POTS stands for plain old telephone service. It refers to traditional analog phone lines that many businesses historically used for voice, fax, alarms, or elevator phones.

POTS lines are increasingly expensive and harder to maintain, which is why many organizations are replacing them with SIP, wireless, or specialized modernization solutions.

PSTN

PSTN stands for public switched telephone network. It is the broader public phone network that allows calls to move between businesses, mobile devices, homes, and other carriers.

Even in cloud communications environments, the PSTN still matters because most business calls ultimately connect to or from this public network. Your carrier relationship determines how that path is handled.

QoS

QoS stands for quality of service. It refers to network policies that prioritize important traffic, such as voice, over less time-sensitive traffic like bulk downloads.

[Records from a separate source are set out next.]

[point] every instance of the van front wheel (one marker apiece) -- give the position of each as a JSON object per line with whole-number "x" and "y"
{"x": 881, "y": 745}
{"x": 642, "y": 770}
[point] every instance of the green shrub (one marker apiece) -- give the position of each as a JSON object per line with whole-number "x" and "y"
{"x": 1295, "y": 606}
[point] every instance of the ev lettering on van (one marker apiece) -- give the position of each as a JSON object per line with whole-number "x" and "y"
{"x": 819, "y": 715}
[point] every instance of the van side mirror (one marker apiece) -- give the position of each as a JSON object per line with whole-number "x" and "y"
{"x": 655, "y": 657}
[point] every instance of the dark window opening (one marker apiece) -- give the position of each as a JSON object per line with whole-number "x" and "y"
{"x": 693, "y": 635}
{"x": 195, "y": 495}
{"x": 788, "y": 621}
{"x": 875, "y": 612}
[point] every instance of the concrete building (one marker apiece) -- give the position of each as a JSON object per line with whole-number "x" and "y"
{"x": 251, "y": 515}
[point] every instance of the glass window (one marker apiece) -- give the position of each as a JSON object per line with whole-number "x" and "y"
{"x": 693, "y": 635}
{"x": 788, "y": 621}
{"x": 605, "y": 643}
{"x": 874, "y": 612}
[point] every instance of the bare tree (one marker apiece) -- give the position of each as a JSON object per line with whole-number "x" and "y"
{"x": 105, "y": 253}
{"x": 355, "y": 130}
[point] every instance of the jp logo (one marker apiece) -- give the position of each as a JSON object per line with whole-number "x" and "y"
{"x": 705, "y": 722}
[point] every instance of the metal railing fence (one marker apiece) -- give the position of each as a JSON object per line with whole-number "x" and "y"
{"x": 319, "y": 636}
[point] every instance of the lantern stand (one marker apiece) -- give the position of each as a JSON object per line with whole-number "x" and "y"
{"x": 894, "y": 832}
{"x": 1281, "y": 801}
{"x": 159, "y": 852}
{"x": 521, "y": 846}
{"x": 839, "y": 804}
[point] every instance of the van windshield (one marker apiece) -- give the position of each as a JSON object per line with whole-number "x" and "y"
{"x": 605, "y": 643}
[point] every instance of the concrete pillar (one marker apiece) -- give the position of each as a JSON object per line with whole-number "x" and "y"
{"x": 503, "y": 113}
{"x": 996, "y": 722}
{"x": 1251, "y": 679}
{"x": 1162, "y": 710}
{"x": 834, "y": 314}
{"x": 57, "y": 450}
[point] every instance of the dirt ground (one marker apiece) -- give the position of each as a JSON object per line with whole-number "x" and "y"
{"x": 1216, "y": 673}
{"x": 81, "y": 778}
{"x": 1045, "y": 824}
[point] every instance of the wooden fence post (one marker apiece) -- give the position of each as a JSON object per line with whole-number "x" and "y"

In voice deployments, QoS helps reduce jitter, delay, and packet loss that can damage call quality. It matters most in environments where voice shares bandwidth with other business applications.

RTP

RTP stands for real-time transport protocol. It is the protocol typically used to carry the actual voice audio stream during a VoIP call.

In a SIP call, SIP handles signaling and call setup, while RTP handles the media itself. Troubleshooting voice quality often involves looking closely at the RTP path.

SBC

SBC stands for session border controller. It is a device or software layer that secures and manages SIP traffic at the edge of a voice network.

SBCs are used for security, interoperability, policy enforcement, protocol mediation, and routing control. They are common in enterprise voice deployments and Direct Routing architectures.

SDP

SDP stands for session description protocol. It is used within SIP signaling to describe media details such as codecs, IP addresses, and ports for a call.

If SIP sets up the conversation, SDP helps the endpoints agree on how the media should flow. Voice troubleshooting often involves checking whether SDP negotiated the right path and format.

SIP

SIP stands for session initiation protocol. It is the signaling protocol used to establish, manage, and end voice or multimedia sessions over IP networks.

In business telecom, SIP is the foundation behind SIP trunking, many PBXs, and numerous cloud voice integrations. It handles call setup and control, not the actual audio stream itself.

SRTP

SRTP stands for secure real-time transport protocol. It is an encrypted form of RTP used to protect voice media streams during transmission.

Organizations use SRTP when they need stronger privacy and security for voice traffic, especially in enterprise, healthcare, legal, or compliance-sensitive environments.